Speed guns used by traffic police are good to impose fines on owners of overspeeding vehicles. But to what extent are they helpful in checking overspeeding is a moot point. Bikers zooming around on the city roads, putting the lives of other vehicle drivers is not uncommon. In fact, commuters encounter vehicles being driven at abnormal speeds every day in the State capital.
On the city outskirts, it is more brazen. While traffic police officials say they don’t have sufficient number of speed guns, there is little proof that the devices help in controlling this dangerous trend of overspeeding that often leads to accidents.

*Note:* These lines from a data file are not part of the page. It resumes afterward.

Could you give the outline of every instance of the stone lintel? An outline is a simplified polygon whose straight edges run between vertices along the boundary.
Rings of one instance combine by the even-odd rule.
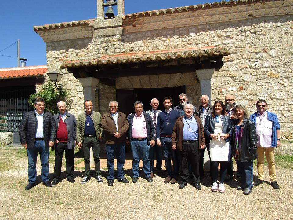
[[[215,69],[197,70],[196,75],[200,81],[201,95],[207,95],[210,97],[209,103],[211,104],[211,80],[215,72]]]

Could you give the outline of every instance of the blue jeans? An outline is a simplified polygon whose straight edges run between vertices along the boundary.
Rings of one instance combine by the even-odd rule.
[[[37,178],[37,159],[38,153],[40,153],[41,163],[42,165],[41,177],[43,182],[49,181],[49,150],[50,148],[45,146],[44,141],[36,141],[34,146],[32,148],[27,149],[28,158],[28,167],[27,167],[27,175],[28,182],[33,183]]]
[[[154,147],[150,148],[150,154],[149,158],[150,159],[150,171],[154,171],[154,158],[156,153],[156,157],[157,159],[157,170],[162,170],[162,154],[163,151],[161,146],[158,146],[156,143]]]
[[[132,160],[132,171],[133,177],[138,177],[139,175],[139,161],[143,160],[143,170],[146,177],[150,176],[150,167],[149,153],[150,146],[147,144],[146,138],[143,141],[132,138],[130,144],[133,159]]]
[[[165,164],[166,165],[167,175],[177,178],[179,173],[179,160],[176,150],[172,148],[171,138],[161,137],[160,138],[160,141],[162,144],[163,154],[165,158]],[[173,172],[171,170],[171,158],[173,161]]]
[[[123,166],[125,163],[125,145],[124,143],[106,144],[107,165],[108,166],[108,177],[107,179],[114,180],[114,159],[116,156],[117,159],[117,178],[122,179],[124,177]]]
[[[241,186],[248,187],[251,189],[253,186],[253,161],[242,162],[240,160],[236,160],[236,163],[240,172]]]

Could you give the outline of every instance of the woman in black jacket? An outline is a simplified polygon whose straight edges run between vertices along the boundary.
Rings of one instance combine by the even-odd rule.
[[[241,184],[237,189],[244,190],[243,194],[249,195],[253,186],[253,160],[257,157],[256,134],[254,125],[247,118],[248,115],[245,107],[239,105],[234,109],[238,118],[233,123],[232,155],[240,172]]]

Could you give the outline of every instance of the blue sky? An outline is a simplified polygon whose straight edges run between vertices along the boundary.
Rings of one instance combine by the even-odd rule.
[[[125,13],[215,1],[125,0]],[[17,58],[3,55],[17,57],[17,43],[4,49],[18,39],[20,42],[20,57],[29,60],[27,66],[46,65],[45,44],[34,31],[34,26],[94,18],[96,15],[96,0],[1,0],[0,68],[17,67]]]

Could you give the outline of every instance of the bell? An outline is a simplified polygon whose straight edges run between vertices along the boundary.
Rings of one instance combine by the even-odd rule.
[[[113,12],[113,7],[111,6],[109,6],[108,7],[107,11],[105,14],[109,17],[111,18],[114,17],[114,12]]]

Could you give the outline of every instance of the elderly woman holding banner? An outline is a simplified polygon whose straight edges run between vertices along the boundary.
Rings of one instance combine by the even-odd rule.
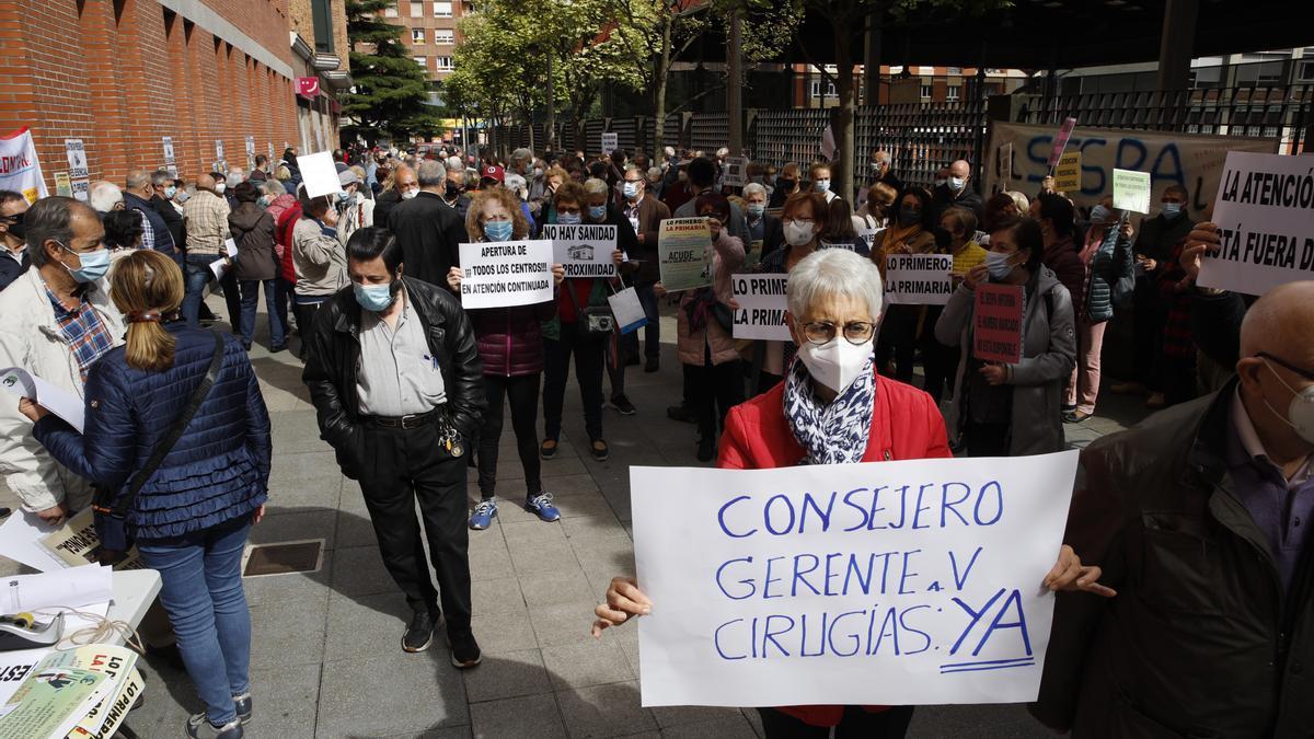
[[[880,272],[848,250],[817,251],[790,271],[790,333],[799,346],[783,383],[731,409],[717,465],[770,469],[950,456],[945,422],[930,396],[876,373],[872,338],[880,320]],[[1051,589],[1104,592],[1099,567],[1083,567],[1064,547],[1046,577]],[[1105,593],[1108,594],[1108,593]],[[594,636],[654,605],[632,577],[616,577],[595,610]],[[912,706],[759,707],[769,739],[897,738]]]

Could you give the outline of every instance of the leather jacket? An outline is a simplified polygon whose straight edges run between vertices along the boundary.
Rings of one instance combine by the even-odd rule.
[[[438,358],[447,389],[442,406],[448,423],[466,439],[480,427],[486,405],[482,363],[474,329],[461,304],[445,289],[402,277],[406,298],[419,316],[430,352]],[[351,285],[319,306],[301,381],[310,389],[319,421],[319,438],[338,454],[343,472],[355,479],[364,462],[356,372],[360,367],[360,304]],[[466,444],[469,447],[469,444]]]

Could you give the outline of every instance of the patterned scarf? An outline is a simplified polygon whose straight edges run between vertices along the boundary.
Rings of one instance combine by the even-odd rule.
[[[848,464],[862,462],[871,438],[871,417],[875,409],[876,385],[871,362],[862,373],[837,394],[829,405],[821,405],[812,394],[812,376],[807,364],[795,358],[784,379],[784,418],[794,438],[807,451],[805,464]]]

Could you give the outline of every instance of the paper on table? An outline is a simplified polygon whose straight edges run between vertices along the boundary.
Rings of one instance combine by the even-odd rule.
[[[67,568],[62,559],[41,546],[41,539],[53,534],[51,526],[26,510],[14,512],[0,525],[0,556],[26,564],[38,572],[58,572]],[[0,609],[4,610],[4,609]]]
[[[342,180],[338,179],[331,153],[317,151],[297,156],[297,167],[301,168],[301,181],[306,185],[306,197],[342,192]]]
[[[0,370],[0,387],[18,397],[37,401],[81,434],[85,409],[80,397],[18,367]]]

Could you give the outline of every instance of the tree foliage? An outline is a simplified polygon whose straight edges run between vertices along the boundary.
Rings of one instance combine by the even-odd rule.
[[[355,118],[348,131],[380,135],[431,135],[442,125],[428,105],[428,72],[401,41],[403,29],[382,18],[392,0],[347,0],[352,91],[343,113]],[[359,49],[359,50],[357,50]]]

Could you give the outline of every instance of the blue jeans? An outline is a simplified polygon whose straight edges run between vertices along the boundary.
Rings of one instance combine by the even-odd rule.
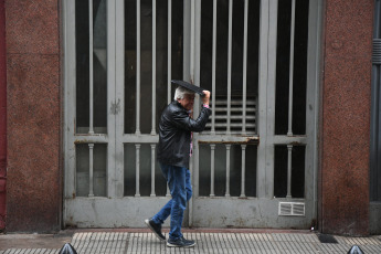
[[[171,215],[169,239],[177,240],[182,236],[181,225],[187,202],[192,197],[190,172],[187,168],[161,165],[172,199],[152,218],[156,224],[162,224]]]

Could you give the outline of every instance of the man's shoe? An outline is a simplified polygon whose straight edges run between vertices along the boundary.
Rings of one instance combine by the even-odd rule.
[[[195,242],[192,240],[186,240],[183,236],[177,240],[168,240],[167,246],[168,247],[193,247]]]
[[[147,224],[147,226],[156,234],[156,236],[161,240],[161,241],[166,241],[166,236],[161,233],[161,225],[160,224],[156,224],[152,219],[147,219],[145,220],[145,223]]]

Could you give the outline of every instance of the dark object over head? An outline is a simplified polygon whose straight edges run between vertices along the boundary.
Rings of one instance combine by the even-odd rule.
[[[184,82],[184,81],[171,81],[172,84],[176,84],[178,86],[182,86],[187,89],[190,89],[197,94],[199,94],[200,96],[204,96],[204,93],[202,93],[202,91],[204,91],[204,88],[201,88],[199,86],[192,85],[191,83]]]
[[[363,254],[363,252],[362,252],[362,250],[361,250],[359,246],[353,245],[353,246],[349,250],[348,254]]]
[[[70,243],[65,243],[65,245],[61,248],[59,254],[77,254],[77,253]]]

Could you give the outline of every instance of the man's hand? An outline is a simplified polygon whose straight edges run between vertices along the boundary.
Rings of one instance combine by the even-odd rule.
[[[202,91],[202,93],[205,95],[202,97],[202,104],[209,105],[210,92],[204,89],[204,91]]]

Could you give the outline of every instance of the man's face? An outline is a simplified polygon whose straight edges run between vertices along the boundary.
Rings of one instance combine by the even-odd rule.
[[[186,94],[184,98],[178,99],[178,102],[183,106],[187,110],[193,109],[194,104],[194,94]]]

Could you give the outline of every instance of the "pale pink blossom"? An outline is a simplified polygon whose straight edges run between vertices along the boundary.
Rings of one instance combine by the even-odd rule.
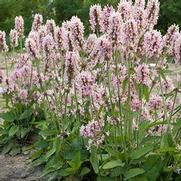
[[[163,49],[162,35],[159,31],[148,31],[144,35],[143,54],[149,58],[159,57]]]
[[[131,95],[131,109],[133,112],[140,110],[141,108],[141,102],[137,95],[132,94]]]
[[[69,38],[74,50],[80,50],[84,43],[84,25],[81,20],[73,16],[69,24]]]
[[[0,84],[3,82],[3,71],[0,69]]]
[[[64,27],[57,26],[55,28],[54,40],[57,49],[60,49],[62,51],[68,49],[68,32]]]
[[[175,40],[175,43],[174,43],[174,47],[173,47],[173,50],[174,50],[174,56],[176,58],[176,62],[180,63],[181,62],[181,34],[180,36]]]
[[[167,30],[167,33],[163,36],[163,45],[165,48],[167,48],[167,52],[169,54],[171,54],[171,46],[172,46],[172,43],[175,39],[175,34],[176,33],[179,33],[179,27],[177,25],[171,25],[168,30]]]
[[[114,8],[112,6],[105,6],[102,10],[101,13],[101,18],[100,18],[100,31],[105,33],[108,32],[109,28],[109,17],[111,14],[115,12]]]
[[[149,80],[150,70],[149,70],[148,65],[139,64],[135,68],[135,73],[136,73],[135,79],[138,83],[146,85],[146,86],[149,85],[149,83],[150,83],[150,80]]]
[[[148,101],[148,108],[150,110],[160,109],[162,107],[162,98],[160,96],[152,95]]]
[[[102,18],[102,8],[100,5],[93,5],[90,7],[89,18],[91,30],[94,33],[96,32],[96,30],[100,30]]]
[[[68,82],[71,83],[71,80],[77,75],[80,71],[80,56],[76,51],[67,51],[65,55],[65,73],[68,79]]]
[[[96,86],[92,91],[93,105],[97,111],[104,104],[103,96],[105,94],[105,88],[103,86]]]
[[[108,27],[108,35],[110,40],[112,41],[114,46],[119,46],[121,40],[121,29],[122,29],[123,21],[120,13],[113,12],[109,17],[109,27]]]
[[[106,35],[99,37],[90,53],[90,59],[96,63],[97,61],[103,63],[104,60],[110,60],[112,57],[112,44]]]
[[[56,28],[55,21],[53,19],[48,19],[46,21],[46,27],[47,27],[48,34],[53,37],[55,34],[55,28]]]
[[[35,40],[33,38],[27,38],[26,41],[25,41],[25,47],[26,47],[26,50],[27,52],[37,58],[38,57],[38,54],[39,54],[39,51],[37,49],[37,44],[35,42]]]
[[[145,28],[147,27],[147,20],[146,20],[146,11],[142,7],[135,7],[133,12],[133,18],[137,23],[138,26],[138,32],[141,33],[145,31]]]
[[[146,6],[146,14],[149,28],[153,28],[158,21],[160,11],[160,2],[158,0],[148,0]]]
[[[22,101],[26,102],[28,99],[28,91],[26,89],[20,90],[19,97]]]
[[[22,16],[16,16],[15,30],[18,32],[19,37],[23,37],[23,35],[24,35],[24,19]]]
[[[12,29],[10,31],[9,36],[10,36],[11,46],[17,47],[18,46],[18,32],[15,29]]]
[[[42,46],[46,63],[55,60],[55,42],[51,35],[48,34],[43,38]]]
[[[46,25],[40,26],[40,28],[38,30],[38,34],[39,34],[40,47],[42,49],[43,48],[43,39],[46,35],[48,35],[47,26]]]
[[[97,40],[96,34],[90,34],[87,40],[84,43],[84,51],[87,54],[90,54],[95,46]]]
[[[8,46],[6,44],[6,33],[4,31],[0,31],[0,52],[7,52]]]
[[[83,96],[91,96],[95,86],[95,77],[88,71],[82,71],[76,77],[76,88]]]
[[[131,19],[133,17],[132,2],[129,0],[121,0],[118,4],[118,12],[124,21]]]
[[[121,50],[126,54],[136,50],[138,42],[138,25],[134,19],[130,19],[123,24],[121,32]]]
[[[17,59],[17,64],[16,64],[16,68],[20,69],[25,65],[30,65],[30,55],[25,53],[20,55],[20,57],[18,57]]]
[[[135,0],[134,5],[136,7],[141,7],[141,8],[144,9],[145,8],[145,0]]]
[[[35,14],[31,30],[39,31],[42,24],[43,24],[43,16],[41,14]]]

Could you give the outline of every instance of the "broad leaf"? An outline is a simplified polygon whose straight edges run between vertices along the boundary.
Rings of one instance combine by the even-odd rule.
[[[121,160],[111,160],[103,165],[102,169],[112,169],[115,167],[123,167],[125,164]]]
[[[130,179],[130,178],[136,177],[136,176],[141,175],[141,174],[143,174],[143,173],[145,173],[145,170],[142,169],[142,168],[132,168],[132,169],[128,170],[128,171],[124,174],[125,180],[128,180],[128,179]]]

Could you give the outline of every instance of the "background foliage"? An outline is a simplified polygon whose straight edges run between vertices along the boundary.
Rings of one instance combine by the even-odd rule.
[[[25,32],[31,27],[32,16],[41,13],[46,19],[54,18],[58,24],[77,15],[88,27],[89,6],[100,3],[115,6],[119,0],[0,0],[0,29],[9,32],[14,26],[14,18],[22,15],[25,19]],[[158,29],[166,31],[172,23],[181,25],[181,1],[160,0],[161,12]],[[86,31],[89,31],[87,28]]]

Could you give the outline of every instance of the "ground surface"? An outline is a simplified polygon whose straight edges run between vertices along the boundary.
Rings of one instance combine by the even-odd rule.
[[[0,68],[4,69],[3,58],[0,57]],[[180,76],[180,66],[172,66],[173,73],[170,77],[173,80]],[[2,85],[1,85],[2,86]],[[4,101],[0,95],[0,112],[4,110]],[[2,121],[0,120],[0,124]],[[46,179],[39,179],[41,173],[40,168],[33,169],[27,164],[28,156],[4,156],[0,155],[0,181],[46,181]],[[72,179],[70,179],[72,181]]]
[[[0,181],[39,181],[41,169],[33,169],[28,162],[28,156],[0,155]]]

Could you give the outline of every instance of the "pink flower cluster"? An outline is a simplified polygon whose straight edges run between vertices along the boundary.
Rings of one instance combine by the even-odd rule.
[[[12,29],[10,31],[10,40],[11,40],[11,46],[17,47],[18,46],[18,32],[15,29]]]
[[[19,37],[23,37],[23,35],[24,35],[24,19],[22,16],[16,16],[15,30],[18,32]]]

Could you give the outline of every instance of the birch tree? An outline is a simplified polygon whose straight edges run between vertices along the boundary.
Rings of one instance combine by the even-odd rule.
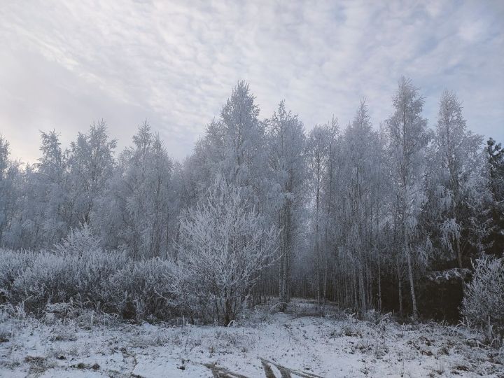
[[[398,244],[407,266],[413,318],[418,317],[415,293],[414,241],[417,217],[423,200],[423,159],[428,143],[427,120],[421,117],[424,99],[410,79],[404,76],[393,98],[393,113],[386,120],[390,135],[391,173],[396,196]]]

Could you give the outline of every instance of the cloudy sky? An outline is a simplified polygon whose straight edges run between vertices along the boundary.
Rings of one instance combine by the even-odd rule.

“There is no guarantee that a person penalised for overspeeding won’t do it again. Most seem to feel that no one can stop them,” says Prasada Rao of Punjagutta.
Eye on violators
This is only emboldening them indirectly to resort to it repeatedly. With limited number of speed guns, how many such violators can be caught on camera is another question. In the past, the Punjagutta traffic police experimented by deploying two teams on either ends of a long stretch where drivers tend to overspeed.
On seeing a vehicle being driven in a rash manner, the team there clicks pictures, records a video and alerts their counterparts on the other side. This helps to rein in dangerous driving to some extent. In some parts of Kerala, this type of enforcement is done on some highways.
With the police focussing more on contactless enforcement of traffic rules, the system of physically stopping a vehicle for any violation is almost done away with. Going by the ubiquitous overspeeding instances and their growing number, the contactless enforcement seems to have failed to yield results, at least in curtailing overspeeding.